Just add Taiwan and Singapore to the countries named above for a smattering of six such examples of economic powerhouses east of the Ganges. And did I mention that the accumulated wealth of Asia’s high-net-worth individuals totals something like US$ 10 billion, give or take? Also the fact that Asia’s internet population is the largest in cyberspace, with some 750,000,000 of these denizens of the net accounting for the top 20 such aggregations worldwide. Sport is the other major diversion of Asian populations – and the ongoing Cricket World Cup 2011 is proof enough of the currency we invest in circuses of the athletic type. Forget bread for the nonce.
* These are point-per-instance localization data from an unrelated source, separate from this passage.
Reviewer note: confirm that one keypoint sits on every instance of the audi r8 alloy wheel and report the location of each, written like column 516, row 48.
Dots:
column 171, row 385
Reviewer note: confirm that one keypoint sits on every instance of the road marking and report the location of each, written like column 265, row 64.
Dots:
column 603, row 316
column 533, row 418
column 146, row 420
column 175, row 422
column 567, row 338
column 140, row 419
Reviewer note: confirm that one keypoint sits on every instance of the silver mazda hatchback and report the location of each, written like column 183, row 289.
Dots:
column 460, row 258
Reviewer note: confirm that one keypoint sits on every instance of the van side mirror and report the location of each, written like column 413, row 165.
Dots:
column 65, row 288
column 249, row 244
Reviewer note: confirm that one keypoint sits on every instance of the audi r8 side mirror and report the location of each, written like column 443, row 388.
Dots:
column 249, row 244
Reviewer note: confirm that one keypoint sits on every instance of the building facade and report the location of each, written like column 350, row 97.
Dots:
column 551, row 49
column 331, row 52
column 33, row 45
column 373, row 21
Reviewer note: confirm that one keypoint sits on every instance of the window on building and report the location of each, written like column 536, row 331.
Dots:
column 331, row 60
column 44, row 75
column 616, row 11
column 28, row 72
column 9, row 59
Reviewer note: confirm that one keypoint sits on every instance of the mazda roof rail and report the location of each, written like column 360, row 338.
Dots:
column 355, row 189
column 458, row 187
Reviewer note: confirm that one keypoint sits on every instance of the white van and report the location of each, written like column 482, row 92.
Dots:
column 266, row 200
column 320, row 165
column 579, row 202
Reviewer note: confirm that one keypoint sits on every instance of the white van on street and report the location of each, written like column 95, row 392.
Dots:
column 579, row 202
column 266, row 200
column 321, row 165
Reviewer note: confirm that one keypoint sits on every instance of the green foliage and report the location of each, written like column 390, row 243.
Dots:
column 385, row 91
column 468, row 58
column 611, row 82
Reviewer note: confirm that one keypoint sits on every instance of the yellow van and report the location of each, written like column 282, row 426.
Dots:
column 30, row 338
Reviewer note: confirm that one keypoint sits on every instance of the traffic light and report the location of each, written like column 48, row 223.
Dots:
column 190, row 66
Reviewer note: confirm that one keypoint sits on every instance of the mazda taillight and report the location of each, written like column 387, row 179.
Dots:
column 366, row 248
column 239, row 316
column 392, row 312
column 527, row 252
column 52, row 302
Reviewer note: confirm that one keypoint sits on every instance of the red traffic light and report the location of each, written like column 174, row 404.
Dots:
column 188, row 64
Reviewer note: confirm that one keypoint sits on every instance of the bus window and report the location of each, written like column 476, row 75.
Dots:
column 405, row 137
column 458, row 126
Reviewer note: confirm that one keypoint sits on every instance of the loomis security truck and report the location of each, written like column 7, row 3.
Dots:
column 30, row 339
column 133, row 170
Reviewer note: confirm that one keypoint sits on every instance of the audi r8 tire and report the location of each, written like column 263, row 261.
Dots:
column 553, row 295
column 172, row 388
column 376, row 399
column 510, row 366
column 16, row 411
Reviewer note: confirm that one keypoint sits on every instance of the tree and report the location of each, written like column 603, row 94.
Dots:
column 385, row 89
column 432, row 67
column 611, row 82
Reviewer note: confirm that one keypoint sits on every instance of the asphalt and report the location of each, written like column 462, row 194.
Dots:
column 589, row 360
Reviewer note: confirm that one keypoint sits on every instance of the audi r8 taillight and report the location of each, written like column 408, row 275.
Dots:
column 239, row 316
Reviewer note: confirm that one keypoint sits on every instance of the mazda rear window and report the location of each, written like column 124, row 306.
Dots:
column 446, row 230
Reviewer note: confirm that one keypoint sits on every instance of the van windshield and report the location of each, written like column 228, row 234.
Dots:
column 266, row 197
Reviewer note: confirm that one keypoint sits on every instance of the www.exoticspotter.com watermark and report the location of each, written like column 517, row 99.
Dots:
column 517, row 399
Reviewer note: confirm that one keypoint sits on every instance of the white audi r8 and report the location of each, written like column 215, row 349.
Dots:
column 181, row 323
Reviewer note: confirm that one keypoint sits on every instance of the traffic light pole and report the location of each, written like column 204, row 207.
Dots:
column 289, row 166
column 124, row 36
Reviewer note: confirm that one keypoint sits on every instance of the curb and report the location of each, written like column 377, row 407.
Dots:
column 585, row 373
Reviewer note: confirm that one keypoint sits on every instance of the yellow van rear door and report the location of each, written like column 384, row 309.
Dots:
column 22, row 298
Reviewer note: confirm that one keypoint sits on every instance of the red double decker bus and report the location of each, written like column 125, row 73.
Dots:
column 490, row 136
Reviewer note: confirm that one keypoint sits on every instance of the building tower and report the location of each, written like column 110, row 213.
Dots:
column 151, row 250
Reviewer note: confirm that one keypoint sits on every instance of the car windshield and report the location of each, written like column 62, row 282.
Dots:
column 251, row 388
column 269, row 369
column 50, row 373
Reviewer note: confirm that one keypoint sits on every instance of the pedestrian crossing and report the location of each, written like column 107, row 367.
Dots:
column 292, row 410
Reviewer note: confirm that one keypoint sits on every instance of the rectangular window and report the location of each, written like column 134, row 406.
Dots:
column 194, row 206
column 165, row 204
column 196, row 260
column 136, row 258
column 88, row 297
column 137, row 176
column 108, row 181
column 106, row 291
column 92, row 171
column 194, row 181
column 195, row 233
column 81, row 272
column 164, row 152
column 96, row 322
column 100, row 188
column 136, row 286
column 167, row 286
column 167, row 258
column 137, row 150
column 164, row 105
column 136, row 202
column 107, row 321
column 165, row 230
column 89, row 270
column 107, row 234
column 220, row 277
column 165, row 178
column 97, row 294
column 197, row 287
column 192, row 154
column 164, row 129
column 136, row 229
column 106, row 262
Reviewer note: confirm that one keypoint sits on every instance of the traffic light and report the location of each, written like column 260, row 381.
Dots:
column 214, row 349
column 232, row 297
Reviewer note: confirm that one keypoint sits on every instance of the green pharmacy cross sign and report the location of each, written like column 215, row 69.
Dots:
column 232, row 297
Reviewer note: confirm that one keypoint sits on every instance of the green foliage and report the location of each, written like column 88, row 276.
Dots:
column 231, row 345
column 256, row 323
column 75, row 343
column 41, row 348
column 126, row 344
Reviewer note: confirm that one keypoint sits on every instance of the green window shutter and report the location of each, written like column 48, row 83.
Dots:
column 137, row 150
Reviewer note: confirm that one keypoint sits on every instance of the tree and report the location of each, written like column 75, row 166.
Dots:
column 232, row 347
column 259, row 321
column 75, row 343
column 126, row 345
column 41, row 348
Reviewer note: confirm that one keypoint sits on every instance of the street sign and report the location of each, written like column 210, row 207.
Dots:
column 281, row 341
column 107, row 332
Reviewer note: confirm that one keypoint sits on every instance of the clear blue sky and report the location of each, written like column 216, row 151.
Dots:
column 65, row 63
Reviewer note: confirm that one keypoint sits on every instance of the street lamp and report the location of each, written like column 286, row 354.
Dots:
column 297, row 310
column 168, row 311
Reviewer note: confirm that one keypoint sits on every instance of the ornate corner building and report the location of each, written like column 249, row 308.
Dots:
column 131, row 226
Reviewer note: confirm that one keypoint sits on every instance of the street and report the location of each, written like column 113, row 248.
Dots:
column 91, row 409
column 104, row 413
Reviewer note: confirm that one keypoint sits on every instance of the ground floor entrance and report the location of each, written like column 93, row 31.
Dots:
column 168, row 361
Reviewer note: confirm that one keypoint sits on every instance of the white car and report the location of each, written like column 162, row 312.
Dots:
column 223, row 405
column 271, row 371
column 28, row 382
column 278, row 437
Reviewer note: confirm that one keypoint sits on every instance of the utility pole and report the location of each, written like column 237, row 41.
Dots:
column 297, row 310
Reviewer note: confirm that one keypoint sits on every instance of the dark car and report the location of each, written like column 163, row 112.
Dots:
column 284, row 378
And that brings me to the point of this rambling but reflective piece. Which, despite statistics culled in the abstract and generalizations pounced on more out of anomie than annoyance, seeks to alert readers to this picayune bit of thinking. That while storms, thunder and tectonic plates stress, there is an altogether cleverer species than mere Homo sapiens who is happy to let the fortune cookie crumble, even as they feather their own nest (if you will pardon the awfully mixed metaphor). These creatures are gargoyles in their hideous appearance and have a Gollum-like love of what is precious to them. Namely, the pursuit of life and happiness at other people’s liberty.
They are the gremlins in the engine of all that is good. The griffins who jealously guard the ill-gotten gold that they have acquired at the expense of the general populace. All of them have one thing in common. The greater good they loudly espouse and lovingly serve is focussed entirely on self. I, Me, and My is the motto that unites this crème de la crème of the servants of the people whose sense of self-preservation is outshone only by their exaggerated sense of self. And they will deny the axiomatic privileges of democratic socialist republics among other polities by virtue of an exquisite sense of timing. Which is to say, Carpe diem! Strike while the iron of cricket fever is hot and we can smuggle a local-government election by the people.
Who will not even wonder why a Provincial Council to a conflict-ravaged part of southern Asia is not even on the cards. Nor why high-security zones are abolished on paper, but still exist on the ground. Never how a state of emergency has survived the end of a war by almost two years. This, in a society where terrorism is the hooliganism of sports fans starved of victory or the schoolboy thuggery that passes for tradition. Walls around public spaces may be coming down, but the aggrandized approach of the powers that be to dissent and difference is compromising the fabric of the pluralistic society in which we live. Something’s got to give. Soon.